Plutôt que d’agiter leurs lobbies dans tous les sens pour diaboliser Bâle 3, les banques françaises comme leurs consœurs auraient été mieux inspirées de travailler davantage à rassurer les marchés quant à leur capacité et leur volonté de s’adapter aux nouvelles exigences réglementaires imposées par la crise. Car Bâle 3 n’a rien de monstrueux ! Bien au contraire. Certains ont même poussé la caricature jusqu’à qualifier Bâle 3 de souris : « Basel: the mouse that did not roar ! » [Bâle : la souris qui n’a pas rugi] titrait Martin Wolf en septembre dernier dans l’une de ses tribunes dans le Financial Times.

Exigence et solidité modérément renforcées

Qu’exigeront en effet les accords de Bâle 3, une fois que ceux-ci seront transposés dans les droits des pays qui voudront bien les appliquer ?  
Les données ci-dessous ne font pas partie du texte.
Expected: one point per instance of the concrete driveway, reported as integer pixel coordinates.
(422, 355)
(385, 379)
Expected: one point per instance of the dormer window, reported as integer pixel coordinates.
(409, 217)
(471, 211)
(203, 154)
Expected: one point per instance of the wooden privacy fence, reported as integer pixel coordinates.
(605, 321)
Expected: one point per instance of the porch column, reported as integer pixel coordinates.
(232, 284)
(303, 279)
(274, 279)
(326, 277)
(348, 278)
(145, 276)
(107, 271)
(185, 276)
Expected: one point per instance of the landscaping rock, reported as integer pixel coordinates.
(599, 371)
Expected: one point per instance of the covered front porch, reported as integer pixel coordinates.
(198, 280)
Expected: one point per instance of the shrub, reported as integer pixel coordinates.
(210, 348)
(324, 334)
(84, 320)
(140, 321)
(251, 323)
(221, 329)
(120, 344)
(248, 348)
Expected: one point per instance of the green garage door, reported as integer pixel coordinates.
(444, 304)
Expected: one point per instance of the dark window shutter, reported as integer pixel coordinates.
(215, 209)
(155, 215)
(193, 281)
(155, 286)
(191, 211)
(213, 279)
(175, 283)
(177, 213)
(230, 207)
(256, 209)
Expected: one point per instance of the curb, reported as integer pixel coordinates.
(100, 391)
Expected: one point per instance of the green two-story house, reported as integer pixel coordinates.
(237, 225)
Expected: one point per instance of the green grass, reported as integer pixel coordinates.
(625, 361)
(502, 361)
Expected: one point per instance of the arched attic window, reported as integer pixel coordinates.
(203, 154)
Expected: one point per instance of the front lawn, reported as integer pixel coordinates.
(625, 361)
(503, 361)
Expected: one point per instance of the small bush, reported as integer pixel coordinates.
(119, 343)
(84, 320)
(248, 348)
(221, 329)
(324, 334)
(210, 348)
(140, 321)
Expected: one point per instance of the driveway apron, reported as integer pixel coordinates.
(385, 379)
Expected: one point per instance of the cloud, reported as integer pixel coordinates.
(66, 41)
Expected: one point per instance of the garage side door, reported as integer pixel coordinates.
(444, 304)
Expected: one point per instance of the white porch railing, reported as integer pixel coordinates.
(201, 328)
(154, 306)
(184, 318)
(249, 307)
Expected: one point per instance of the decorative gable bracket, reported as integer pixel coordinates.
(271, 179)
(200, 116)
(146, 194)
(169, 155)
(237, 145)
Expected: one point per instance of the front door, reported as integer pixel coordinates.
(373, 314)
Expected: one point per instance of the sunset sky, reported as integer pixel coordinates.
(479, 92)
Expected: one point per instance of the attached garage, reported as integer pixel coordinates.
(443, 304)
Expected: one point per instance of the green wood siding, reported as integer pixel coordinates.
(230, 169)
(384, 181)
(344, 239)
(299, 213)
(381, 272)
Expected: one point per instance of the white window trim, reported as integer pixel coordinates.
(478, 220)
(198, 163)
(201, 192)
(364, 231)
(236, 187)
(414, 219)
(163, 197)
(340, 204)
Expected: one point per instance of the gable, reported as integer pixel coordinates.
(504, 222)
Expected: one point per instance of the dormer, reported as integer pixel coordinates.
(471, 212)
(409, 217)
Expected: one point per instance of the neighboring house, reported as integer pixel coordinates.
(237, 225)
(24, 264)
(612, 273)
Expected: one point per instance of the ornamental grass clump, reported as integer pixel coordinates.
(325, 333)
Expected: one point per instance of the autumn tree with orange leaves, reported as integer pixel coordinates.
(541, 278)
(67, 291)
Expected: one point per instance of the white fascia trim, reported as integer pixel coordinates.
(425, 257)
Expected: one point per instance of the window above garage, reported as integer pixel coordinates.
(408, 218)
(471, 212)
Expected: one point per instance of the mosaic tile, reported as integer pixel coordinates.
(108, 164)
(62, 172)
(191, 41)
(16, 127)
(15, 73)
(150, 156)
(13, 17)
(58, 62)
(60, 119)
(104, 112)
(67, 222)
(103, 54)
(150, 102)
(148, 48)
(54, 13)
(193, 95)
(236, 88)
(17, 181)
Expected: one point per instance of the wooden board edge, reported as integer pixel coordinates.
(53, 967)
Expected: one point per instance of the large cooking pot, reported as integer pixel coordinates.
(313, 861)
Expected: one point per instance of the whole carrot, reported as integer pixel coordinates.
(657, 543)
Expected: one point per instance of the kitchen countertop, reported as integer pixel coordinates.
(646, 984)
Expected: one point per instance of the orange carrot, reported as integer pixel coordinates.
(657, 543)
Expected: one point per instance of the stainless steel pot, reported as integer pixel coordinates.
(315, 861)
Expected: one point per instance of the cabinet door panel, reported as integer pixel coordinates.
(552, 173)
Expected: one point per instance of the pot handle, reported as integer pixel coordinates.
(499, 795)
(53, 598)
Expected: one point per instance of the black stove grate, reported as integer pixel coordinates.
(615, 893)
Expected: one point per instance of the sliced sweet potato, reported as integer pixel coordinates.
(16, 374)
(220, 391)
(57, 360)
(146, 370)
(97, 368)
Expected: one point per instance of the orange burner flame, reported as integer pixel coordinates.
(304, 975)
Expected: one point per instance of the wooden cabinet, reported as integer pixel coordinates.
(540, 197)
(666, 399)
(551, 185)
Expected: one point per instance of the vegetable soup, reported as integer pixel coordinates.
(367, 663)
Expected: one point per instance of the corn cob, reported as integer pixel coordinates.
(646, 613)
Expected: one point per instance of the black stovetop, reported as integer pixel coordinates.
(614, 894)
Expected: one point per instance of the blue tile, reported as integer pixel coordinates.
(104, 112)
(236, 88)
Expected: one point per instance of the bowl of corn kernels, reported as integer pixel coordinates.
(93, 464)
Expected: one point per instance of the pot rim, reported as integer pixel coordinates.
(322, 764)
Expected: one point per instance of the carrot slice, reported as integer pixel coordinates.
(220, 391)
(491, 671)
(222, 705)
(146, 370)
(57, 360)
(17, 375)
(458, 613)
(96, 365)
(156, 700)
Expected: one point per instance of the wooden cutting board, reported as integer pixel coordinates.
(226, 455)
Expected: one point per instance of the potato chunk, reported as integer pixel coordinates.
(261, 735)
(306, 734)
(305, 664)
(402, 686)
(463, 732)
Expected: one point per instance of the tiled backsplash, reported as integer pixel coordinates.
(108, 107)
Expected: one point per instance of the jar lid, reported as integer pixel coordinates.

  • Que les banques aient davantage de vrais fonds propres, à même d’éponger leurs pertes en cas de difficultés : 6% de tier 1 (“noyau dur” des capitaux propres) à partir de 2013 au lieu de 4% auparavant et, au sein de ces 6%, une fraction de capital et de réserves 4,5% au lieu de 2% (« core tier one »). Quant à l’exigence globale de 8% de fonds propres rapportés aux actifs pondérés par leurs risques, elle ne change pas.

  • Qu’elles envisagent un matelas de fonds propres supplémentaires de protection de 2,5% mais … pas avant 2019, voire aussi un matelas contra-cyclique de 0 à 2,5% à la discrétion des autorités nationales, mais dont le calendrier n’est pas fixé.

  • Que les banques réduisent leur levier d’actifs, c’est-à-dire que leurs actifs ne représentent pas plus de… 33 fois leurs fonds propres : la contrainte est faible puisqu’il s’agit d’un levier digne de ceux des banques d’investissement avant la crise !

  • Qu’elles respectent deux nouveaux ratios de liquidité, l’un exigeant qu’elles détiennent plus d’actifs très facilement mobilisables, l’autre exigeant qu’elles allongent la maturité de leurs ressources, la combinaison des deux devant réduire l’écart de maturité entre l’actif et le passif de leur bilan.

Hormis ce dernier aspect qui affectera sans doute plus en profondeur la structure des bilans bancaires mais dont le calendrier reste également très accommodant (pas avant 2018), pas de quoi fouetter un fat cat !

Retour de frisbee...

Par la force des lobbies bancaires qui tirent avantage de la lenteur du processus bâlois, Bâle 3 n’est ni contraignant, ni innovant. Le léger saupoudrage macroprudentiel consistant à renforcer l’exigence de fonds en haut de cycle pour éviter l’emballement du crédit ne suffira guère à renforcer la stabilité d’ensemble du système financier. Les banques ont manqué l’occasion d’accompagner les nouvelles réglementations et les marchés leur renvoient aujourd’hui en pleine figure l’épouvantail qu’elles ont-elles-mêmes attifé l’été dernier. Celui-ci s’agite aujourd’hui face à trois banques françaises exposées à la dette grecque. Il pourrait bien poursuivre son chemin pour en effrayer d’autres demain.